Господи, как широко и вольготно было героям известных сказок! Ну, похитил дракон или злой чародей принцессу — и все сразу понятно. Дракон, скажем, Вася постоянно проживает по месту прописки, за долами широкими, за горами высокими. Чуть что не так — за ворота вышел, бабушку на другую сторону улицы перевел, она тебе клубок с нестирающейся нитью дала, иди за ним, только поспевай, точно к укрытию негодяя прикатится. А здесь! Кто куда бежит? От кого скрывается? Мурлюкские волшебницы, праздношатающиеся драконы, маразмирующие герцогини, одаривающие подслушивающими устройствами пнеголовых камергеров. Полный отстой!
А принцесса-то? Принцесса-то, похоже, сама сбежала! И опять нескладушки. Ну, хорошо, Прокоп ей помогал, это к гадалке не ходить. Но если предположить, что перед нами парочка страстных возлюбленных, то, по логике, переждав первую вспышку суматошных поисков, влюбленные должны были либо бежать, куда глаза глядят, либо, наоборот, идти виниться батюшке-государю, уповая на его милосердие. Ни того, ни другого сделано не было. Сидели себе и сидели, точно дожидаясь от моря погоды. Для чего? Почему? Бог его знает!
Можно предположить, что Маша опасалась мурлюков. Как ни крути, а след ясный вырисовывается. Но если взять за константу, что Маша каким-то образом узнала о вражеских кознях, то почему ни словом не обмолвилась отцу, Делли, Элизею, наконец?! Опять нестыковка. Конечно, юности свойственно переоценивать свои силы, но все же желание противопоставить себя, ну плюс еще Прокопа, вражеской резидентуре, да таким экстравагантным образом — нет, не понимаю. Что-то в этом не так!
Наши кони летели вдаль, точно силясь обогнать события, копыта их едва касались земли, вздымая облака пыли и прессуя и без того укатанную дорогу.
— Вот здесь поворот на селище Оградное. — Делли на скаку указала на едва пробитый в траве проселок, отпочковавшийся от основного тракта и скрывающийся в зеленом с прожелтью леске.
— Угу, понятно, — кивнул я, и мы проскочили поворот. — Будем возвращаться, заглянем.
Мы мчались, не сбавляя хода. За спиной Вадима поскуливал от ужаса граф де Бур, впервые в жизни участвующий в такой сумасшедшей скачке. Но пощадить нервы несчастного царедворца не было никакой возможности.

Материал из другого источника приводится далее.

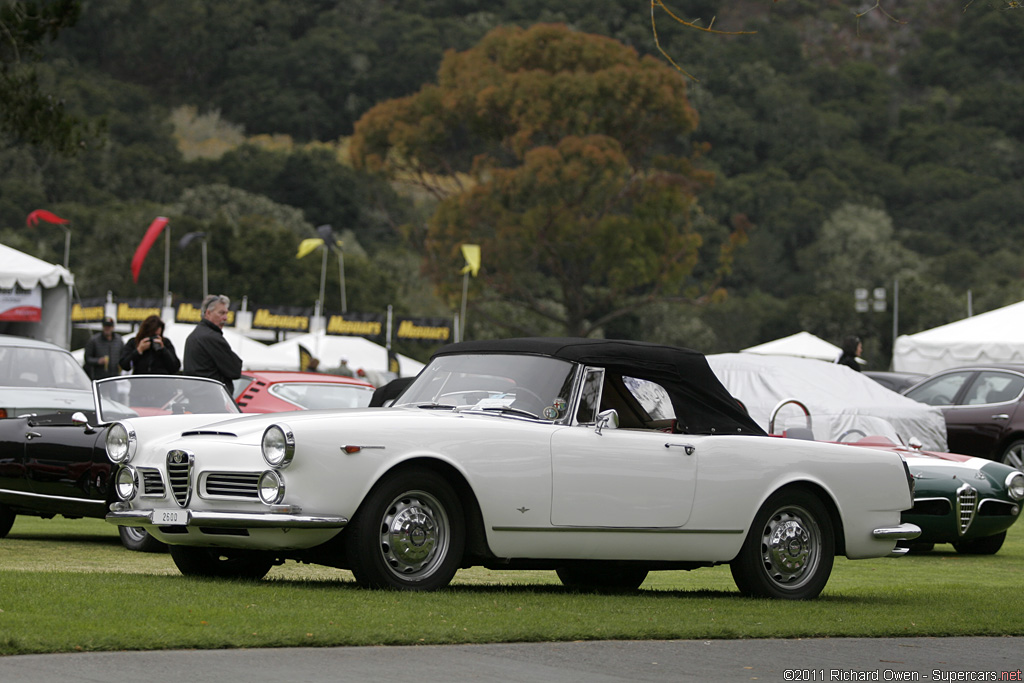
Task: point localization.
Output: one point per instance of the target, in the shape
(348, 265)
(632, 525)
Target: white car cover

Нам было необходимо как можно скорее догнать кортеж, выехавший несколькими часами раньше.
— Делли, а скажи, — бросил я через плечо, — Маша умела колдовать? Ну, в смысле владела всякой там магией, волшебством?
— Девочка кое-что умела, — почти на ухо крикнула фея, силясь перекрыть свист ветра. — А что?
— Мне вспомнилась сказка о Золушке, там ровно в полночь карета превращалась в тыкву, лошади в мышей, и так далее. Так я вот что подумал: а не сама ли Маша создала, уж не знаю, как это на вашем чародейском языке называется, свой бестелесный дубликат, нарядив его в одеяние из паутины, отделанное жемчугом? Помнишь, мы в церемониальной зале нашли множество раскатанных жемчужин и паутину? Об заклад готов биться, что это остатки подвенечного платья призрака ее высочества. Может, как раз все и было рассчитано на то, что призрак, столкнувшись в темноте с твоей магической защитой, исчезнет? А появление дракона, в свою очередь, создаст панику и отвлечет гостей и тебя, Делли, от того, что в действительности происходит в зале.
— Складно, — согласилась с выдвинутой гипотезой фея. — Но для чего?
— Без малейшего понятия, — честно признался я. — Сама по себе операция очень сложная по исполнению. Все должно быть синхронизировано до секунды. Появление разряженного морока, действия дракона, свечи эти треклятые. Почерк явно дилетантский. Чудо, что все сложилось так, как задумывалось. Если, конечно, так и задумывалось.
— Впереди вижу кортеж! — отрапортовал могутный витязь, прерывая нашу беседу. — Еле-еле плетется, сейчас догоним.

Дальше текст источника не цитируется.